Jak szacuje dr Drzyzga, ok. 20 - 30 proc. pacjentów trafiających w tym szczególnym okresie na izbę przyjęć ma urazy na tyle poważne, że grożą poważnym pogorszeniem, czy nawet utratą wzroku. Pozostałe, po szybkim i właściwym zaopatrzeniu, rokują dobrze.
- Typowe urazy petardami to poparzenia oka. W konsekwencji może dojść do trwałego zbliznowacenia powierzchni oka i konieczności wtórnych przeszczepów rogówki. Urazy korkami od szampana też nie są rzadkie, grożą pęknięciem gałki ocznej, odwarstwieniem siatkówki, uszkodzeniem rogówki i soczewki - wszystkich struktur gałki ocznej. Takie urazy wymagają operacji rekonstrukcyjnych, czasem kilku w ciągu następnych lat, a i tak efekt leczenia może nie dać szansy przywrócenia takiego wzroku, jak przed urazem - wyliczał dr Drzyzga.
Jak przyznał, jednym z głównych czynników wpływających na utratę czujności i brak rozwagi jest w tę noc alkohol. - Dorośli wymyślają pod wpływem alkoholu różne zabawy, których na trzeźwo pewnie by się nie podjęli, a to doprowadza do różnych sytuacji. U niektórych powoduje też wstyd i doprowadza do tego, że nie chcą się od razu zgłosić do okulisty, nawet po poważnych urazach; czekają aż wytrzeźwieją. Czasem nie pamiętają miejsca ani okoliczności urazu. Miałem taki przypadek, pacjent zgłosił się 2 dni po urazie i coś go kłuło pod dolną powieką, okazało się, że miał tam odłamek szkła. Zupełnie nie pamiętał momentu zdarzenia - opowiadał lekarz.

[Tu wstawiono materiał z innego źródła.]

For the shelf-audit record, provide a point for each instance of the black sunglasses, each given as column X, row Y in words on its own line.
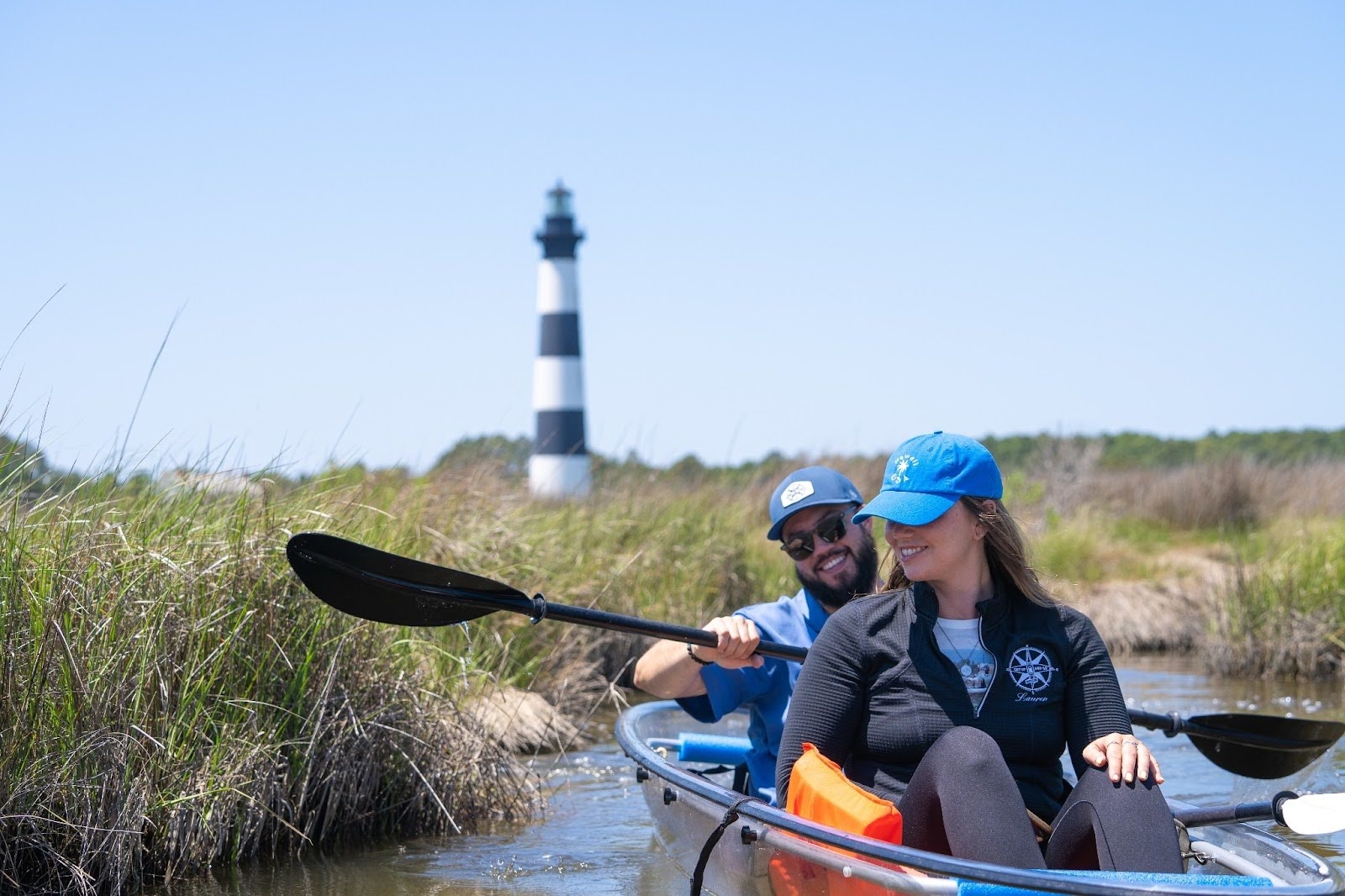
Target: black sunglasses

Najbardziej nietypowym sylwestrowym przypadkiem w karierze dr. Drzyzgi była pacjentka, zaatakowana przez ptaka nie do końca sprecyzowanego gatunku. - Pani wybrała się na zabawę sylwestrową w bardzo błyszczących kolczykach i wówczas została zaatakowana przez - jak mówiła - sikorę czy srokę. Broniąc się przed ptakiem atakującym kolczyki nieopatrznie odwróciła się okiem w jego stronę, a ptak dziobnął ją w rogówkę - relacjonował okulista.